Liberal MP Justin Trudeau.

Credits: BRYN WEESE/QMI Agency

CHARLES ADLER | QMI AGENCY

Do you remember when Barack Obama was just the junior senator from Illinois? Everyone wanted to have a beer with him.

Not everyone thought he was ready to be president — hell, he’s been president, and he still isn’t ready. And America has seen the results of voting for a leader based on his cool factor.

But there are still thousands of Canadians who wish they had a guy like him to vote for. Not that bland, boring and — worst of all — Conservative Stephen Harper. Sure, his policies helped Canada come out of the global recession more than intact. But he’s so borrrrrrring!

Well, kids, you just might get your chance, now that it’s been reported that Justin Trudeau will announce his run for the Liberal leadership next week.

What would Trudeau do as leader? He wants to give young voters a voice. He wants to restore funding to the youth program Katimavik — a volunteerism program that ended up on the business end of Conservative budget cuts. He wants you to stop calling honour killings “barbaric,” because that’s offensive. And ... that’s about it.

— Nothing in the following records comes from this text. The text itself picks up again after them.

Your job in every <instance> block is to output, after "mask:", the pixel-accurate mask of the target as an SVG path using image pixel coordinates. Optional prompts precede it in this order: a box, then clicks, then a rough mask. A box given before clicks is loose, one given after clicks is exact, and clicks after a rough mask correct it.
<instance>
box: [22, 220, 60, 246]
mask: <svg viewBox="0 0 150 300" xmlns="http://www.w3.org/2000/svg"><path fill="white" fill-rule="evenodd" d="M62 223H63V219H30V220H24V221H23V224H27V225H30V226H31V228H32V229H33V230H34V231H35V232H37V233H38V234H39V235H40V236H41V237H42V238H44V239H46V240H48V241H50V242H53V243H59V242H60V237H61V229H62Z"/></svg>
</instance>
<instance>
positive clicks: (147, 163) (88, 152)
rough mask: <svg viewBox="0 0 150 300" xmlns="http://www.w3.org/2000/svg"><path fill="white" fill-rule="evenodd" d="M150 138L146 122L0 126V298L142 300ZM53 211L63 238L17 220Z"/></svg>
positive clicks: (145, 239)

Isn’t that anti-incumbent attitude all Barack Obama needed in 2008? Americans wanted a change — and Obama beat that change drum as much as he could.

He may not know much about being president. But being elected? He couldn’t have done better. If the Liberals rally around Justin Trudeau, they’re hoping for the same result.

You’d think after being booted to third place that the Liberals would have a real agenda by now.

Years of being Canada’s “natural governing party” made them too arrogant to see the NDP’s Orange Crush coming their way.

A year later, they haven’t lost that arrogance. They haven’t stood for anything since 2006. That’s one advantage the NDP has over the Liberals. They don’t stand for good things, necessarily, but they have an agenda. And their last leadership contest was an actual contest.

For the Liberals, it’ll be nothing to slap Trudeau on the butt, shove him onstage and say “Hey, kid, you’re leader now — make your daddy proud!”

Unless another Liberal steps up to challenge him, it won’t be a contest — it’ll be a coronation. And Trudeau, for all that he leaves to be desired, is good at raising money. When a party is in comeback mode, they need money just as much, perhaps more, than they need an agenda.

What about the father factor? Pierre Trudeau’s vision was the Just Society — where government makes everyone’s lives better — in reality, more regulated and more politically correct. Justin wasn’t even born when Pere Trudeau used that phrase for the first time. Does he think his father’s vision bears repeating? Or has he realized the implications of Pierre’s so-called Just Society?